PTI Washington | Updated on August 22, 2019 Published on August 22, 2019

File Photo of US President Donald Trump.   -  Reuters

A day after considering cutting taxes to promote economic growth, President Donald Trump changed course and said he would abandon the idea because the nation already had “a strong economy.”

Trump’s flip-flop on Wednesday came after recent market volatility and economic uncertainty, and amid a debate about whether the United States was heading for a slowdown that would imperil his re-election chances.

Trump earlier this week acknowledged, for the first time, that his China trade policies may mean economic pain for Americans, though he insisted the tariffs are needed for more important long-term benefits.

But his consideration of cutting payroll taxes appeared short-lived.

“I’m not looking at a tax cut now,” he told reporters at the White House.

“We don’t need it. We have a strong economy.”

Trump also knocked down the idea of indexing to the capital gains tax, which applies when investors sell assets, to inflation.

He said he feared “it will be perceived, if I do it, as somewhat elitist.”

Analysts have warned that a slowdown, if not full-blown recession, could hit before next year’s election.

Trump, however, has largely praised the economy’s performance and his handling of it.

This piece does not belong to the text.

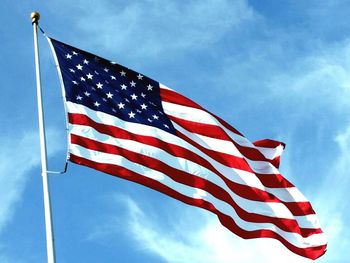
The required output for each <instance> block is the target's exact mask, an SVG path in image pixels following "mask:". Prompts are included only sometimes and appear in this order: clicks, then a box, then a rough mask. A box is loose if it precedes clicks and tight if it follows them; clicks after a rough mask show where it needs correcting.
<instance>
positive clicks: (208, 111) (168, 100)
mask: <svg viewBox="0 0 350 263" xmlns="http://www.w3.org/2000/svg"><path fill="white" fill-rule="evenodd" d="M160 97H161V98H162V101H166V102H171V103H174V104H179V105H183V106H187V107H192V108H196V109H200V110H202V111H205V112H207V113H209V114H211V115H212V116H214V117H215V118H216V119H217V120H218V121H219V122H220V124H221V125H222V126H224V127H225V128H226V129H228V130H230V131H232V132H234V133H236V134H238V135H241V136H243V135H242V133H240V132H239V131H237V130H236V129H235V128H233V127H232V126H231V125H230V124H228V123H227V122H226V121H224V120H223V119H221V118H220V117H218V116H216V115H215V114H213V113H211V112H209V111H207V110H206V109H204V108H203V107H202V106H200V105H199V104H197V103H195V102H194V101H192V100H190V99H189V98H186V97H185V96H183V95H181V94H179V93H177V92H175V91H173V90H167V89H162V88H161V89H160Z"/></svg>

He has often blamed the Federal Reserve (and Chairman Jerome Powell) and the global slowdown for creating dark clouds at home.

“Jay Powell and the Federal Reserve have totally missed the call. I was right and just about everybody admits that,” Trump said Wednesday.

“He raised interest rates too fast, too furious, and we have a normalised rate. And now we have to go the other direction.”

Trump indicated he had no choice but to impose the trade penalties that have been a drag on US manufacturers, financial markets and, by some measures, American consumers.

China, though, said trade with the US has been “mutually beneficial” and appealed to Washington to “get along with us.”

A foreign ministry spokesman, Geng Shuang, expressed hope Washington can “meet China halfway” in settling disagreements.

The US economy appears to be showing vulnerabilities after more than 10 years of growth. Factory output has fallen and consumer confidence has waned as he has ramped up his trade fight with China.

Trump rattled the stock and bond markets this month when he announced plans to put a 10 per cent tax on $300 billion worth of Chinese imports.

The market reaction suggested a recession might be on the horizon and led Trump to delay some of the tariffs that were scheduled to begin in September, though 25 per cent tariffs are already in place for USD 250 million in other Chinese goods.